I made it! I have made my first Xanga victim! I mean.. I have finally had someone start a new blog FerHazel is an ex student of mine, current friend. His first blog is in Portuguese, but I´ll see what I can do to get him to turn it into English..
Talk about ex students.. I have been thinking-as usual. I have this habit of turning students into friends. And I have always succeeded in that! Last week I enrolled in a belly dance course. Along with two friends…er… ex students!
What is it that I like so much to meet people? I love hearing them. I love learning from them, but sometimes I feel like I AM looking for something else. Searching for something that simply makes sense. I may be crazy I already.
I was talking to a friend about being sane, the other day.

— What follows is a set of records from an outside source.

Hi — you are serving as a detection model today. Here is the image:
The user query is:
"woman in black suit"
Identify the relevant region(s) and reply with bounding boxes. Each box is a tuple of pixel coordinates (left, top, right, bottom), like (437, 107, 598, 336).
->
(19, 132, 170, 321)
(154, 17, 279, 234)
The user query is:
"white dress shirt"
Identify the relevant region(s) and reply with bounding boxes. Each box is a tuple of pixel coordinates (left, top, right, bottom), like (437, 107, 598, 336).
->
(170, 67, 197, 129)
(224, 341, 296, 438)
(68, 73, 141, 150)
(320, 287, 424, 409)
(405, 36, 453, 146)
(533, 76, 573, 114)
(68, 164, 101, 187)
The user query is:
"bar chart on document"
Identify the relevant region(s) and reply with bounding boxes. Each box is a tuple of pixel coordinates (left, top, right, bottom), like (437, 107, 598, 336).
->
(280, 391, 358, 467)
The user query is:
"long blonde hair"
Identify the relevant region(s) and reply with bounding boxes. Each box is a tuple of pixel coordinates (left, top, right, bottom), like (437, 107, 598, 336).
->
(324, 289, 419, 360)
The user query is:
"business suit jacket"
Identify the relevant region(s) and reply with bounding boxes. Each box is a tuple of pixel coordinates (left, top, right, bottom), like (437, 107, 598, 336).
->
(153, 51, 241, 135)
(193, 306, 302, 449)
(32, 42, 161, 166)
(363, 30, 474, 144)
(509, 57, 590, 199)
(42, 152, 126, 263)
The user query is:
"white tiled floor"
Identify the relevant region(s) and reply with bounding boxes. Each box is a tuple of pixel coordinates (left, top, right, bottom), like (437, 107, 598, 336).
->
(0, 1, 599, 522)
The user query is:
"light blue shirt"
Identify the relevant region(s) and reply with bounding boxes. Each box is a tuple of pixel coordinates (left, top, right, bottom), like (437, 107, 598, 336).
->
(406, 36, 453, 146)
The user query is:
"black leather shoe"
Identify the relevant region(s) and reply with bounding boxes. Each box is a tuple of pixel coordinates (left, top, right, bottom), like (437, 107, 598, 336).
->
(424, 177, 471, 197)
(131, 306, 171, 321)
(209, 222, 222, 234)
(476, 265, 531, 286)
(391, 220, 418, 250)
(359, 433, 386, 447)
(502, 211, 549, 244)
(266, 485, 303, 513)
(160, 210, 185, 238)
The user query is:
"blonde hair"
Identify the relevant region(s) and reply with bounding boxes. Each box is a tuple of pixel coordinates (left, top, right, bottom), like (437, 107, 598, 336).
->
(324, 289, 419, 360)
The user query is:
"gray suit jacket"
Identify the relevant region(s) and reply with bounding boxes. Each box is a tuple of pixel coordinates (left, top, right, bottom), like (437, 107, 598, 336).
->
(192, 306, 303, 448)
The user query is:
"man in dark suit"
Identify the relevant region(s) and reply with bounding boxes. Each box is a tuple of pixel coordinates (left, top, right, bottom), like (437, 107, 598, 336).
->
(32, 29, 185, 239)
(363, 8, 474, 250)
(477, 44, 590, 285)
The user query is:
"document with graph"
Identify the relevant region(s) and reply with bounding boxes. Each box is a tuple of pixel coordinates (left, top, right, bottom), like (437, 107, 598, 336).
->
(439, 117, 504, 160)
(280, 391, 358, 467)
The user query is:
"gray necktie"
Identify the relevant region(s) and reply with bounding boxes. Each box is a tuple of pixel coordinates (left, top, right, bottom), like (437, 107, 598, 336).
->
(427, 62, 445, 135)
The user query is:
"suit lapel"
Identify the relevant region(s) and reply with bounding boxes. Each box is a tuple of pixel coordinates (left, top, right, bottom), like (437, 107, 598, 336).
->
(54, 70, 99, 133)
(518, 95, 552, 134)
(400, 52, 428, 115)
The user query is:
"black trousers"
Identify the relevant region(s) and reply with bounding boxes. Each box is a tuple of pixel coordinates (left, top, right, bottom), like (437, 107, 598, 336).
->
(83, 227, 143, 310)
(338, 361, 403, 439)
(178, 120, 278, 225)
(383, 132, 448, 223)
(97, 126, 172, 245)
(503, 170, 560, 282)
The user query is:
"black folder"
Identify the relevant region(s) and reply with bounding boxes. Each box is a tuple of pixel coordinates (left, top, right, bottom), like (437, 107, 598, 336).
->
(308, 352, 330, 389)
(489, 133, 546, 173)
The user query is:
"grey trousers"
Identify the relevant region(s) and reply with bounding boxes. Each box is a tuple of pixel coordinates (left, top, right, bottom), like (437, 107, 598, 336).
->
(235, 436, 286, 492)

He told me the only way to survive in a world like this is by being a bit insane. Whatever that may be, I have been reading about the relativeness of sanity. Maybe it is coincidence, or stress, but people seem to be acting insane lately. I have. In my case it is as in things have not been making sense anymore. And I´m so tired I can´t even write about that… What is this blog about anyway? I should not be blogging now… It is too late! Should I hide it?